Ph.D student in Stats here. That we can even sample the full posterior with so much data is interesting in and of itself. The method isn't particularly revolutionary, especially compared to a method Zaiyang Huang and Andy Gelman[1] came up with 8 years ago, but it's practical (for a restricted class of models). Steve Scott spoke to my department about a month ago, describing the problem. It's not a solution that works for all posteriors, but it certainly allows more freedom than restricting oneself to conjugate priors and allows computation on large datasets.

Academics tend to trivialize the implementation (we had some pretty strong critics of his talk in my dept), but some kudos are in order for that, even if the algorithm itself isn't revolutionary.

[1]: http://www.stat.columbia.edu/~gelman/research/unpublished/co...

3pt14159 · on Nov 18, 2013

The main reason is that it is so legible and readable, and assumes less of the reader than contemporary ML papers.

dgmdoug · on Nov 18, 2013

I think it's more to do with the application of parallel MC to approximate inference over Bayesian networks. In the normal case of approximate inference, each node would operate over the incoming data to approximate maximum likelihoods (this is the MC bit) then pass them out on each link. The key contribution of this work seems to be to tie the MC algorithms together from difference nodes. Difficult to say any more without reading the paper though.

My key question would be whether there are independence considerations that Parallel MC breaks? (Message passing works because all nodes need only information from their neighbours to summarise the rest of the network, due to the modelled independence).

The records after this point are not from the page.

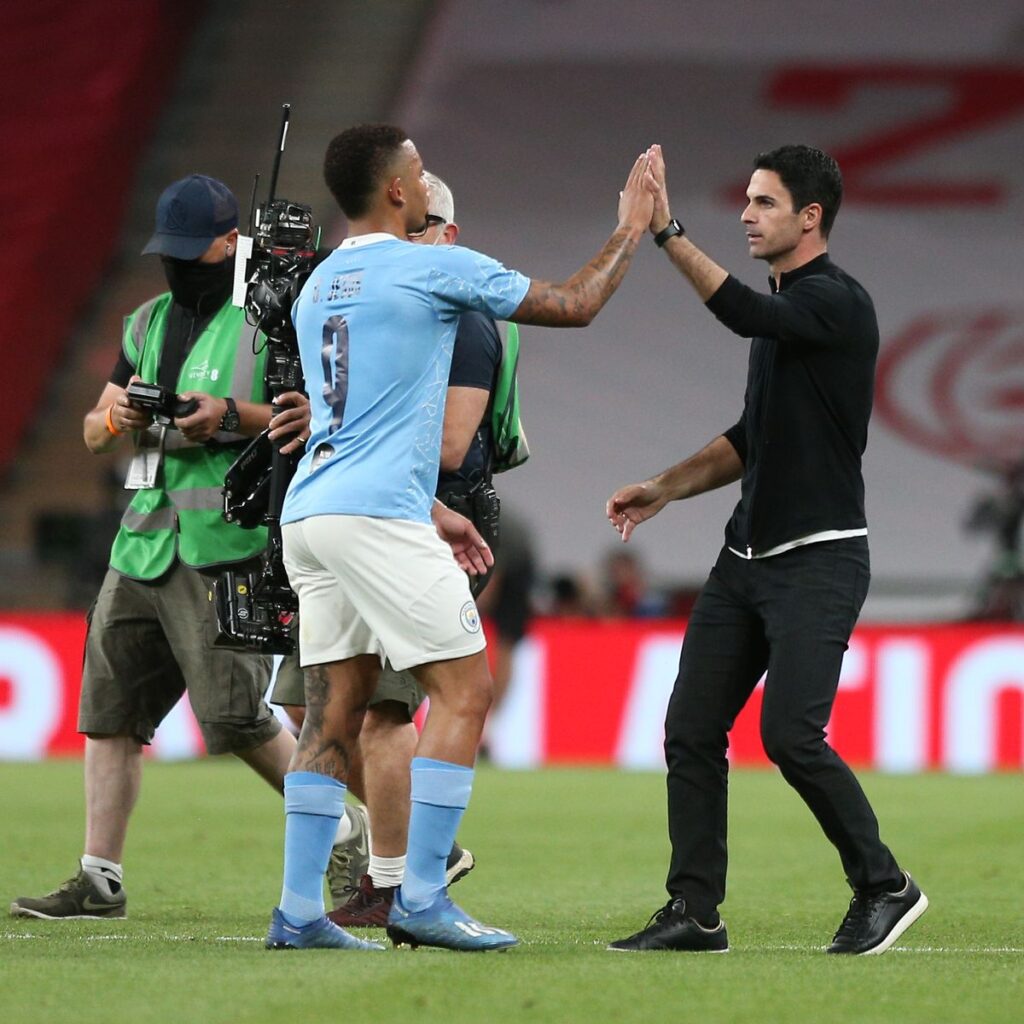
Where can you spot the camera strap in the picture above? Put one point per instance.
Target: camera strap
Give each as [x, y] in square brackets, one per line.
[145, 460]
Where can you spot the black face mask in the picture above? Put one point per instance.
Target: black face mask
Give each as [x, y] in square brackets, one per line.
[199, 286]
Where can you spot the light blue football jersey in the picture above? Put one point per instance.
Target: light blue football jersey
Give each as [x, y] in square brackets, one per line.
[376, 323]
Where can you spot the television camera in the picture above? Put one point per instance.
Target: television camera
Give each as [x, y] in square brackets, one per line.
[256, 609]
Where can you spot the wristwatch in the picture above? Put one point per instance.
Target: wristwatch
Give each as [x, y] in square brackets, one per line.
[230, 420]
[669, 231]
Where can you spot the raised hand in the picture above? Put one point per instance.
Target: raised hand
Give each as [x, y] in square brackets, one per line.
[636, 201]
[662, 213]
[635, 504]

mathattack · on Nov 18, 2013

Can anyone explain cases where the Monte Carlo optimizations wouldn't work in a distributed manner? Most of the examples of Monte Carlo that come to mind are path dependent pricings of financial instruments. That seems to be an easy one to distribute the computations. As long as each path gets it's own processor, you can average the prices at the end.

What's a good example of where this breaks down? I'm thinking weather simulations, but I don't know the domain well enough.

tristanz · on Nov 18, 2013

Most Monte Carlo methods used to calculate Bayesian posterior distributions are iterative, you can't parallelize each draw since it depends on the previous draw. Moreover, each draw depends on a function of all the data, so if your data is larger than can be stored on a single computer it gets complicated.

This paper doesn't look like it has a magic solution though. It seems to propose an adhoc sharding approach and then shows it sometimes works.

nyan_sandwich · on Nov 18, 2013

MCMC isn't strictly serial; you can run multiple chains in parallel and get decent results (provided your break in period isn't too big), and this is commonly done for multicore.

The "all the data" problem is interesting. It seems solvable if each node summarizes the likelihood function for part of the data. I'll have to read the paper and see if that's what they did.

tristanz · on Nov 18, 2013

All of it's definitely solvable, it's just harder than lots of Monte Carlo problems that are embarrassingly parallel.

mathattack · on Nov 18, 2013

Thanks. This helps. Can you give a specific example of when someone would use this calculation, and where it would go wrong? Or what kind of problem requires the draws to be a function of all the data?

tristanz · on Nov 18, 2013

This is the core calculation to all of Bayesian statistics, so it's used pretty much everywhere. Almost any time you try to compute p(unknown|data) you run into computational issues. It's a high dimensional integration problem that has no closed form solution. There are models that can be simplified, but they are the minority.